I stayed at the Clarion Hotel located on Hradelbny and practically around the corner from Starometske (Old Town), so I saved the Old Town for my last day and spent day 2 trekking to the Prague Castle and Charles Bridge.  I started out the day with breakfast at “Opapa” on Revolucni 7, a modern and tourist-friendly place where you can get breakfast or lunch at good prices and even pay with your debit card.  While the Czech Republic is part of the European Union, it does not use the Euro, so you need to either bring Czech crowns (Koruna) with you or scale the many exchange places scattered throughout new and old town for a good exchange rate.  Most hotels and restaurants, such as Opapa, also take credit cards so that makes it easier on the traveler as it’s never a good idea to carry around a lot of cash on you.IMG_1632

Here is a more complex than usual, but exciting, route for heading out for the day to see the Charles Bridge and Prague Castle:

  1. From Old Town head down Karlova to the Charles Bridge.  One of the best statues on the bridge to see is the one of St. John Nepomuk, who was famously thrown off this bridge to his death.IMG_1751
  2. Cross the Charles Bridge.  At Malostrana, make a right and visit the Kafka Museum on Cihelna.
  3. Have lunch somewhere here – restaurants with scenic views of the river are everywhere, with prices pretty much the same at each.IMG_1747
  4. Using your map, wind your way left through Mala Strana, a romantic neighborhood in the shadow of the castle not often explored by tourists.  Find your way to Ujezd and the place where you can take a ride with a trolley car up to Petrin Hill.IMG_1727
  5. You will need to buy a ticket for the ride up to Petrin Hill, however your reward is that you did not have to climb a hundred steps up to see the castle.  Enjoy the beautiful view of Prague from Petrin Hill; take pictures.IMG_1732
  6. Visit the Strahov Monestery and maybe take a coffee break at a nearby cafe overlooking Prague.  Then make your way in the direction of the Prague Castle; there will be signs.IMG_1720
  7. Enjoy the amazing Prague Castle; you will need to purchase tickets.
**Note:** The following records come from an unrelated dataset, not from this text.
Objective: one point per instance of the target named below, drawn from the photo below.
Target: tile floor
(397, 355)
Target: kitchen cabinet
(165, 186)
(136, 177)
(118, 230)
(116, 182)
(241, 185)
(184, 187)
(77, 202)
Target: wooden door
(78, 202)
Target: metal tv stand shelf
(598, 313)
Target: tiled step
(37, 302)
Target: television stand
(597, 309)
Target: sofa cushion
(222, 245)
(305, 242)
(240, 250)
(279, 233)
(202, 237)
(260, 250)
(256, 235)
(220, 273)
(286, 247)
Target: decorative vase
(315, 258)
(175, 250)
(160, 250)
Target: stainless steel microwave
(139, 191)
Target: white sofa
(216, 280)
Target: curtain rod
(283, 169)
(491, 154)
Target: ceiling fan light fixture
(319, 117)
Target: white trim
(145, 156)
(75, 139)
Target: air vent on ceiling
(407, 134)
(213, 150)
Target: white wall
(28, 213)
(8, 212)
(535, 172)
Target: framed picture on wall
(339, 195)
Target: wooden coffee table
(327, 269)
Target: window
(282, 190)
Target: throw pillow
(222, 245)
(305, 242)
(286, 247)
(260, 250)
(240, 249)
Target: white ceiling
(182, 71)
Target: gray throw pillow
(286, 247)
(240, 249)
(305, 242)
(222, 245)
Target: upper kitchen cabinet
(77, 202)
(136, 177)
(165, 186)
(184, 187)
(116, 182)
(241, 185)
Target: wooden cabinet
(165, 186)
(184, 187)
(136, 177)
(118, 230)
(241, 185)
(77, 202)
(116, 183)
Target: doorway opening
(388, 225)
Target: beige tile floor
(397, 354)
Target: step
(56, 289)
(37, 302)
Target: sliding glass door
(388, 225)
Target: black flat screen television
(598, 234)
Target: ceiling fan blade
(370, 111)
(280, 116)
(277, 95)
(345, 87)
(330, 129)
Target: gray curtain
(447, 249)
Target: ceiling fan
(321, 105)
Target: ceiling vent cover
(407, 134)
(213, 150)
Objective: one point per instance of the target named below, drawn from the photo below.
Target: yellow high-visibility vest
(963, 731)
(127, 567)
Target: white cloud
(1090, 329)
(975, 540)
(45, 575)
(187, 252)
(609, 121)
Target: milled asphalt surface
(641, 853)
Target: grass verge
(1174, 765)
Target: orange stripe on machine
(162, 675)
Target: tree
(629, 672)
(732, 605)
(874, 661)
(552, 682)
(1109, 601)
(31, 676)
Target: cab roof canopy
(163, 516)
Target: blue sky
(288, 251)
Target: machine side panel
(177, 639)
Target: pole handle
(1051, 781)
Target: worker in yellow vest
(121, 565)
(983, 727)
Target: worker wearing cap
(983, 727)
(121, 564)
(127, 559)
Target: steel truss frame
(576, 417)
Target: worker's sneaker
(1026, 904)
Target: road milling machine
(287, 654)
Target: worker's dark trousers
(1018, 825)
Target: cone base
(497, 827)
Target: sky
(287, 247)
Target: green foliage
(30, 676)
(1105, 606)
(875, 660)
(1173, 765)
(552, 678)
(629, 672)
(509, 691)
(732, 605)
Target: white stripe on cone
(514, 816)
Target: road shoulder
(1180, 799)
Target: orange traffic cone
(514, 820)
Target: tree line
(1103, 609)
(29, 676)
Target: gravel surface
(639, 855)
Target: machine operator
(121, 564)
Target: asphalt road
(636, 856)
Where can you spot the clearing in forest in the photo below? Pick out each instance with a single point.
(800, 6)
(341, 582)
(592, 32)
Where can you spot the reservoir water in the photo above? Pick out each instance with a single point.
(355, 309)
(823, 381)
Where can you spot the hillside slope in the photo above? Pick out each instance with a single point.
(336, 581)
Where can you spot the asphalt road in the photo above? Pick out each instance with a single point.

Hopefully by now it is around 3pm.  The castle grounds will close around 5pm but there are less crowds now.  The lines for the tickets will be shorter, you can get an audio guide and take your time touring the church,IMG_1737
  8. as well as the Golden Lane, the old Jewish ghetto where Kafka used to write.IMG_1738
  9. The best part:  walking DOWN the castle stairs back to Malostranska.  Return across the Charles Bridge to the Old Town where you began.

Day 3

This is fun shopping day and wandering around the Old Town.  Plenty of time to browse all the gift shops, outdoor markets and modern shopping malls that have sprung up all along Namesti Republik and down Na Prikope towards Mustek.  I was in the mood for pizza for a quick lunch, and I recommend Pizza Nuova, located right on Namesti Republic.  It is a modern pizzeria with wood-burning ovens and excellent customer service.IMG_1621

Ham and Artichoke Pizza, at “Pizza Nuova” on Namesti Republik

 

 

 

Now that I was fueled up, I could tackle the many historical sites of the Old Town:

The Astronomical clock, dating from the medieval times when the clock mechanism was considered a modern day marvel, and it still works.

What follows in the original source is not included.